Encontram-se agora desarmados e impotentes, uns buscando freneticamente uma primeira oportunidade, outros aceitando um "gancho" de passagem, outros vagueando por anúncios, outros, ainda, invadindo os espaços públicos, construindo uma plataforma de revolta, de denúncia, ou tão só de inconformismo...

A pergunta torna-se cada vez mais insistente e generalizada, enquanto que as respostas se refugiam cada vez mais na sombra das palavras envergonhadas, nos silêncios esconsos e furtivos ou pura e simplesmente no reconhecimento indignado de que "esta" escola deixou definitivamente cair a máscara; a máscara que lhe permitia apresentar-se como a garantia de um futuro assegurado a todos os que lhe merecessem um diploma.

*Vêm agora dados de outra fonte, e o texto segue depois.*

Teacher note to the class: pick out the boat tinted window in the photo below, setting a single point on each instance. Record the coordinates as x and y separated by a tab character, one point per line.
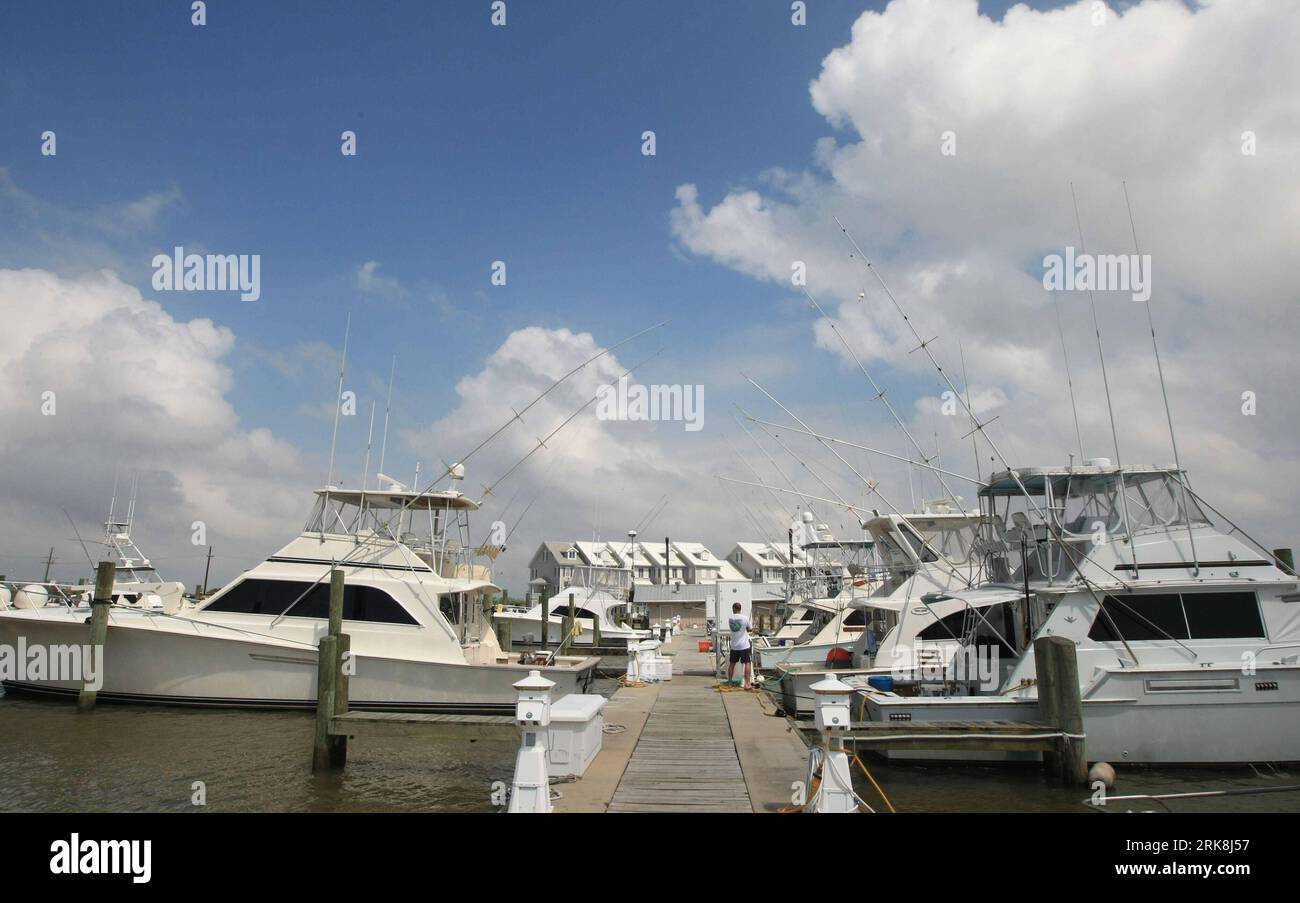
950	626
1157	616
1223	615
274	597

A pergunta provém de todos os sectores sociais do público escolar, mas ela é, compreensivelmente, mais instante e desafiadora, provocatória até, quando é feita por gente que quis acreditar ou teve necessidade de acreditar na eficácia da sua mensagem e a isso sacrificou tudo ( a alegria do quotidiano, o tempo de fazer amigos, a viagem da descoberta de si próprio...). Encontram-se agora desarmados e impotentes, uns buscando freneticamente uma primeira oportunidade, outros aceitando um "gancho" de passagem, outros vagueando por anúncios, outros, ainda, invadindo os espaços públicos, construindo uma plataforma de revolta, de denúncia, ou tão só de inconformismo...
Todos pensamos nos candidatos a professores, que foram notícia frequente nos últimos tempos, mas "eles" são muitos mais e estão em toda a parte: "eles" são todos candidatos a tudo e cada vez mais cedo, mas especialmente a partir do secundário, que é onde se começa a preparar a candidatura.
Convém lembrar, de passagem, que toda a candidatura envolve um momento de pureza e de inocência, de qualidades de "candidez", sem a qual a máscara da escola não funciona, o que significa que todo o bom funcionamento do sistema precisa de um bom número de candidatos em todos os sentidos. O grande segredo de "esta" escola, o que alimenta tão poderosamente a sua condição de máscara é, justamente, a possibilidade de dispor de meios que transformam uma obrigação ? a obrigação de ir à escola ? numa situação de candidatura, isto é, num processo em que cada um assume a obrigação universal como um desejo pessoal...A partir daqui, tudo se passa como se a relação com a escola, com o saber, com o futuro profissional, fosse inteiramente uma questão de responsabilidade individual e de gestão pessoal das oportunidades, o que, fundamentalmente, quer dizer jogar o jogo da oferta e da procura sem contemplações. O sucesso ou insucesso é, então, implacavelmente, um desafio com que cada qual está individualmente confrontado. Mais do que com o outro, ou tanto como com o outro, é consigo próprio que cada qual se mede, dia após dia, ano após ano, sem que jamais se possa conceder a certeza de que a mínima distracção, neste mercado das oportunidades, não representa o irremediável.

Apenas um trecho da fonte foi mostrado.